L'Aquila com'era.
Nel caos delle macerie, degli aiuti, della desolazione ogni tanto arriva una notizia. Portata da un conoscente, da una sms o da una telefonata. L’amico, l’ex compagno di classe, il cugino del vicino e così via. Una lista, quella di coloro che non ci sono più, che si aggiorna via via. E quelli che hanno perso tutto, casa, lavoro, auto ti dicono “Siamo fortunati”.
Le scosse continuano. Il ricordo di quella interminabile non li fa dormire. Le case non sono più sicure. Le tende non sono riscaldate. Il terreno non è un giaciglio. Eppure non se ne vogliono andare.
La protezione civile li invita a raggiungere gli hotel sulla riviera disposti ad accoglierli. I parenti chiamano per convincerli a raggiungerli in posti più sicuri. Ma la risposta è sempre la stessa. Non possiamo andar via. Non possiamo lasciare casa nostra.

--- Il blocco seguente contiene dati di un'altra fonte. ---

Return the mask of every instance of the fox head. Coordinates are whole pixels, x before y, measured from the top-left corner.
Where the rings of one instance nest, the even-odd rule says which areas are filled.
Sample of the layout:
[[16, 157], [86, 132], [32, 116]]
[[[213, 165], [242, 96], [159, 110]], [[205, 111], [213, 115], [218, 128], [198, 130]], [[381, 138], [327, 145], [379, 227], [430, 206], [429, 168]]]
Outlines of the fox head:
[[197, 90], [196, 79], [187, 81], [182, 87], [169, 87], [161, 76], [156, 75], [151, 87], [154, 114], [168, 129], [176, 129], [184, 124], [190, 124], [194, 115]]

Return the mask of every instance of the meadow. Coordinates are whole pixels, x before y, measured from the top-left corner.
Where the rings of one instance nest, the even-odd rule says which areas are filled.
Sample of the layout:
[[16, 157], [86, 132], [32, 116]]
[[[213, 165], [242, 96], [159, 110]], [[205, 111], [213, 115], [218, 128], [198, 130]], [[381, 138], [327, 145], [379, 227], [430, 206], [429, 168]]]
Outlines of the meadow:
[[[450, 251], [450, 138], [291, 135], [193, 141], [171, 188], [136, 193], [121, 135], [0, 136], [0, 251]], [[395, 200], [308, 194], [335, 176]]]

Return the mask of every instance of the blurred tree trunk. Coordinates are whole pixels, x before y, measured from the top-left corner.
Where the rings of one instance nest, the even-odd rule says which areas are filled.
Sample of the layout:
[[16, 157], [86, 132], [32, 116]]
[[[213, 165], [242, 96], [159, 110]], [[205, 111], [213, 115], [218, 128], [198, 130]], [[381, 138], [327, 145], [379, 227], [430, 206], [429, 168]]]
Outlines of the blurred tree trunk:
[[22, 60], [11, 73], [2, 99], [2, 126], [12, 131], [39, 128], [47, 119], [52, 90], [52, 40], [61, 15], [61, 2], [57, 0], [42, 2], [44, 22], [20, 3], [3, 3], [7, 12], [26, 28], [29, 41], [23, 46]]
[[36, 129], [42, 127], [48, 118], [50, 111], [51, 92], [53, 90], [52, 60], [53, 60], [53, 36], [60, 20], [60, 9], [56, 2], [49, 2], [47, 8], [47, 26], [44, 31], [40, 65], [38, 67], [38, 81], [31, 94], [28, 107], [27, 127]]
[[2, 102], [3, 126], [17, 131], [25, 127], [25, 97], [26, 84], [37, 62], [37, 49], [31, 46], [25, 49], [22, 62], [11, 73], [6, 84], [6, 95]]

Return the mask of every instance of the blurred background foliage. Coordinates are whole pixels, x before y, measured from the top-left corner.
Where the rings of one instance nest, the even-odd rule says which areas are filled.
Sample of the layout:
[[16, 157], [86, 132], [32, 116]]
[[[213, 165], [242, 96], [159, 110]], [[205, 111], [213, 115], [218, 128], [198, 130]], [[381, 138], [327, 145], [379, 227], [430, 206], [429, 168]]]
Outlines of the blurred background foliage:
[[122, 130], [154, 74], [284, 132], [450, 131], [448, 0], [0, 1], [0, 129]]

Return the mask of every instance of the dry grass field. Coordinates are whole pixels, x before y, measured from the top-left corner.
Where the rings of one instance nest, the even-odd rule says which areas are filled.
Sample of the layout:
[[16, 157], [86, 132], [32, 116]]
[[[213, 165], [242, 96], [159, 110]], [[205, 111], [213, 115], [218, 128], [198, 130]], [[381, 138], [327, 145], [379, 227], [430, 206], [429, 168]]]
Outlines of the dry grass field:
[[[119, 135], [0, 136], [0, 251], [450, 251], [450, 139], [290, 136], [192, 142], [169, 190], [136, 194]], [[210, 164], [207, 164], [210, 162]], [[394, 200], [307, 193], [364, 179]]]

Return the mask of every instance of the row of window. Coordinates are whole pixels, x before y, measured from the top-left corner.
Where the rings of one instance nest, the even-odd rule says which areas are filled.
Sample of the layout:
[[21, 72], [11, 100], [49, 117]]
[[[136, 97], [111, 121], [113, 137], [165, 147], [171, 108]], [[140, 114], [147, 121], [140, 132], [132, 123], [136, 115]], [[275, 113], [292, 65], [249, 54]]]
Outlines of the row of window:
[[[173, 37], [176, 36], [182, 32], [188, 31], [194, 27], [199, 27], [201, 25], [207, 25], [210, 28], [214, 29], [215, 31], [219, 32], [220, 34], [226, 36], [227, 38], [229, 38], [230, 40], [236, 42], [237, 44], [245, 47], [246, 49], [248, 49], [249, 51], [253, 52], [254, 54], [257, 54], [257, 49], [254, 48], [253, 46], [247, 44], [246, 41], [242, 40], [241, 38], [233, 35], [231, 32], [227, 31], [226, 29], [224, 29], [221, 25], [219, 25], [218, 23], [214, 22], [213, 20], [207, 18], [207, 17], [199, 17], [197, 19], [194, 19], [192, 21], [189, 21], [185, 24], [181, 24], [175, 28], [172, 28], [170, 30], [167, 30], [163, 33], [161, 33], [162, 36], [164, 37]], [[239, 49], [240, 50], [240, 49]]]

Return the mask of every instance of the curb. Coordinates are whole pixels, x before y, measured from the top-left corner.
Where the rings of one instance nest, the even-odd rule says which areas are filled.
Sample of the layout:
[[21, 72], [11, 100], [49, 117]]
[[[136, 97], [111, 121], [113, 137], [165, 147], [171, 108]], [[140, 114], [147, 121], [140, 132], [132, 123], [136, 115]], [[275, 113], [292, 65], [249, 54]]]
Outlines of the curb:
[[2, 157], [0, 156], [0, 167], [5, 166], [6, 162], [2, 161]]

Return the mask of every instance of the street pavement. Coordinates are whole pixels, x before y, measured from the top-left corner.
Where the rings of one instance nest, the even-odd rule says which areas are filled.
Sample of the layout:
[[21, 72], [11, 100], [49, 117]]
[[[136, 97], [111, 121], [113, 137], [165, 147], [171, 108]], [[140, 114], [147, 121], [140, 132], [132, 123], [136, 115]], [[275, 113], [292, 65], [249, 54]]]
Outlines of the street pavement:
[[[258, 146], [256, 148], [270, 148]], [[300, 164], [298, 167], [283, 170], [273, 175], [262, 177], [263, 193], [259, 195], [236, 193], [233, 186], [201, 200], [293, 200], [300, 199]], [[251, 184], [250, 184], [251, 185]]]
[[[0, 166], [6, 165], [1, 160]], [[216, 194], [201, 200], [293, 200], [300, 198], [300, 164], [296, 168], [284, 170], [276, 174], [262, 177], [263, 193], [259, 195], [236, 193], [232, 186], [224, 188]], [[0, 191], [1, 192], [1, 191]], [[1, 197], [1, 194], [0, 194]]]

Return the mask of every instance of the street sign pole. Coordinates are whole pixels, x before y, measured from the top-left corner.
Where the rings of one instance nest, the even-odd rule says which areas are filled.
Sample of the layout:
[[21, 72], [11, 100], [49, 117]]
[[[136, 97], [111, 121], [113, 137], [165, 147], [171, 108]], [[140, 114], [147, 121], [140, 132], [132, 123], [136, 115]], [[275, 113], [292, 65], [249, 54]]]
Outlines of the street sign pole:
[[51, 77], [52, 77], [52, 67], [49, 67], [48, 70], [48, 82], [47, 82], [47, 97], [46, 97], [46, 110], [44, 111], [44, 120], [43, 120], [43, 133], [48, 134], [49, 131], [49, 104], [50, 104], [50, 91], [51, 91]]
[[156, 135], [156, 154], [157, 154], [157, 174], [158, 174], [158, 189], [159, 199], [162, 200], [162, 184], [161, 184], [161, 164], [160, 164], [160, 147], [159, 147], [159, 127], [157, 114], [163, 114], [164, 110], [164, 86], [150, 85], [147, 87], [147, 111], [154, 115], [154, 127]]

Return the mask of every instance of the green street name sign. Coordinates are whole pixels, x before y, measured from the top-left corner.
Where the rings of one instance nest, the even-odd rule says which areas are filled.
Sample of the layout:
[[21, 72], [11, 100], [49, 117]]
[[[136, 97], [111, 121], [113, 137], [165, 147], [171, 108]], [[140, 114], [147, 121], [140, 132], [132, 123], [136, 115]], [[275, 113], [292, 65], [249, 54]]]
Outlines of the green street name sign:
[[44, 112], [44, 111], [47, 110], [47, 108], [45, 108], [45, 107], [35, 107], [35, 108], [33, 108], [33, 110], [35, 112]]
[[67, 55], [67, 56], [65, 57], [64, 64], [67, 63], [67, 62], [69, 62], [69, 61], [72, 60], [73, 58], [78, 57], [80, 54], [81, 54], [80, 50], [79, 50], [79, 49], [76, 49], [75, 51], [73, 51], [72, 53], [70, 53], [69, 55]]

Così le tende per le sagre estive sono state montate nei campi sportivi. Le cucine sono quelle da campo. C’è anche chi è riuscito a portare una televisione per seguire le notizie. Perché chi c’è dentro ne sa meno di chi è lontano continenti. I bambini continuano a giocare intorno. Gli adulti non hanno neanche la forza di parlare. Lo sguardo vuoto. E quando chiedi cosa può servire, come si può aiutare ti rispondono solo. Bisogna tirare fuori tutti. Poi per il resto si vedrà. Eppure non se ne vogliono andare.